1. KI's differ from project to project, but basically come down to 3 things. Bandwidth and Capacity of either processors, non-volatile storage or network infrastructure. Whilst the latter would be bringing things outside of the scope of unified computing (besides the limitations of single system servers as far as networking performance), keeping growth manageable has always been about having a big cache pool and larger bandwidth, as well as keeping 3x failovers (in addition to tape backup etc), so that in periods of extreme unforeseen demand, you have a large pool of cache that should soak up the missing bandwidth and you can cannibalize one of the failovers to provide 50% more storage (as half of the storage has to act as a failover to the new data).
I don't work on absolutely mission critical systems though. Lots of the data I store is very low demand. I work on unified webservers in a university that also double as virtualisation hosts, entry access and frontline account dataservers (there are secondaries that run through peak hours as well as tertiaries that run during updates etc). Rather than run servers for each task, I now run all as all but with the critical account data on a separate low power server. Power efficiency is much better thanks to the fact that I can disable and even shut down all but two systems per rack during off peak hours and have the others on network startup with a response time of around 10 seconds. (I have one on standby for a 2 second resume and the rest fully shut down)

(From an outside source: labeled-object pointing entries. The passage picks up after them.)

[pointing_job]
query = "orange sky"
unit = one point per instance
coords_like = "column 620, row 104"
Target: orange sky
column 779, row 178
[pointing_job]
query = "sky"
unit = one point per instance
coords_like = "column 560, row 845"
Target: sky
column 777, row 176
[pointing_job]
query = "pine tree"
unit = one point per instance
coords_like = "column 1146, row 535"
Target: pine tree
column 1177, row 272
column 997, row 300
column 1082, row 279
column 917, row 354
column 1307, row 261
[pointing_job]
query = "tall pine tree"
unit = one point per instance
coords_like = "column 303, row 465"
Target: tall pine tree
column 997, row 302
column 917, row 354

2. Yes, we do. The answer to that simply is to requisition the biggest, densest parts now and leave slots, racks and connectivity to spare. If we need 50TB of space, we need at least 2.5TB SSD cache and we have a SAS capacity of 25 sockets, we get 4TB HDDs, but we only half fill all our storage racks. Parallel SSDs obviously increase bandwidth so that is on a per case basis but the 120% rule applies. We have no intention of doubling our storage needs this year, but storage racks are cheap, RAID will always justify it's cost provided we get one's with good throughput and downtime for installation of storage racks are not. Our primary servers use 16GB RAM sticks in a 128GB configuration, because again, only a quarter of total needs is sated. We want the hardware not only to be able to handle massive growth in users, for example if there is a news article about the Uni that drives a spike in traffic, but also a massive growth in the needs of the virtualized machine demands. Of course when DDR4 comes out, like DDR3 was, it will not be cost effective to move to straight away and we will review the servers then.
3. IMO you should always have a off-site cloud service like AWS for emergencies, but only as a last ditch "fan+poo" solution. This is not my job in my workplace however so I probably cannot help you with anything up-to-the-minute.
4. Yes, yes and more yes. But not always. Most of the tasks that an aisle would carry out are a particular resource intensive. For us Virtualisation is storage intensive, web-service and database is granularly CPU intensive (due to DB's strong crypto) so can be distributed well over spare CPU capacity but is storage bandwidth and capacity intensive, so what we did is separate our systems into two 'silos' for 4 (technically 3) tasks. The databases themselves are on their own aisle, but the processing is on another. It would have been possible to completely consolidate the two into a 'super aisle' of sorts, and probably saved a system or two worth of unused cycles and bits in the process but security makes it impractical to partition away the protected data, and simpler to secure that data further on a physical level.
5. I would say reliability and running costs as well as investment. The fact that our load balancing and redundancy now scales across nearly every system we have due to the fact that most are dual or triple purposed, means that a worst case cascade failure like a power regulator failing and causing a blowout (god forbid) does not always mean too much downtime as we can now fire up previously single purpose failovers or backups and have them carry out all of the jobs. This in turn means we need less backup systems, and we can run less systems at lowest-demand hours as our idle power draw is much lower across the board.